«Свет ты наш, Верховина…» - Матвей Тевелев
Шрифт:
Интервал:
Закладка:
— Верховино, маты ты наша, — вздохнул Горуля. — Ей бы к такой красоте долю счастливую.
Будет, — сказал Куртинец, — верю, что будет.
И негромко, но удивительно чисто затянул:
Верховино, свитку ты наш,Гей, як у тебе тут мило.Як игры вод плыве тут час,Свободно, шумно и весело.
Он пел в раздумье, опершись о палку. Мне казалось, что думы его были шире песни. И я сам не заметил того, как начал вторить мелодии:
С верху на верх, а с бору в бор,С легкою в сердце думкою,В чересе крес[27] в руках топор,Бо я е легинь[28] собою.
Песня закончилась так же легко, незаметно, как и возникла. Куртинец помолчал и вдруг обратился к Горуле:
— А что скажешь, Ильку, если я заберу жинку, хлопчиков своих, и приедем к тебе сюда, ну, скажем, дня на три, отдохнуть, побродить по горам, форель ловить в потоке? Примешь?
Я жду. Горуля перестает сучить нитку.
— Хорошо вы написали, пане Белинец, — вдруг произносит Куртинец, сощурив глаза. — Очень хорошо, а главное, правду о том, какая она есть, Верховина, и какой прекрасной она может стать. Вижу ее более прекрасной, чем написано у вас.
Он закурил. Дым облачками пополз из-под его усов.

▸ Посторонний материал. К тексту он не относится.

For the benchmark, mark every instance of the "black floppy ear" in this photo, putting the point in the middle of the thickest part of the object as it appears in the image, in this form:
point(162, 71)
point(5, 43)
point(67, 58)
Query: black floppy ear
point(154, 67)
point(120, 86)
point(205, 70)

— Но не возлагайте, пане Белинец, надежд, что все это обрадует управителей края. В лучшем случае они постараются замолчать вашу записку.
— А в худшем?
— Встретить ее в штыки, пустив в дело все, на что они только способны.
— Да у вас, пане Куртинец, предсказание мрачнее, чем у вуйка! — воскликнул я с усмешкой.
Горуля привстал. Глаза его потемнели.
— Не шуткуй, Иванку!
Я вспылил:
— Вуйку, мне все-таки не пятнадцать лет!
— А дурость и с седыми волосами ходит, — перебил меня Горуля. — Слушай, когда тебя люди уму-разуму учат!
Краска прихлынула к моему лицу, и мне стоило огромных усилий побороть себя и не ответить Горуле.
А Куртинец как будто и не заметил нашей короткой стычки.
— Посудите сами, пане Белинец, — продолжал он так, словно его никто не прерывал, — могут ли иначе отнестись эти люди к вашему проекту, если вы посягаете на самую основу их существования? Ведь по вашей науке и с ее системой травополья, чередованием культур все плетни надо сломать и все межи стереть.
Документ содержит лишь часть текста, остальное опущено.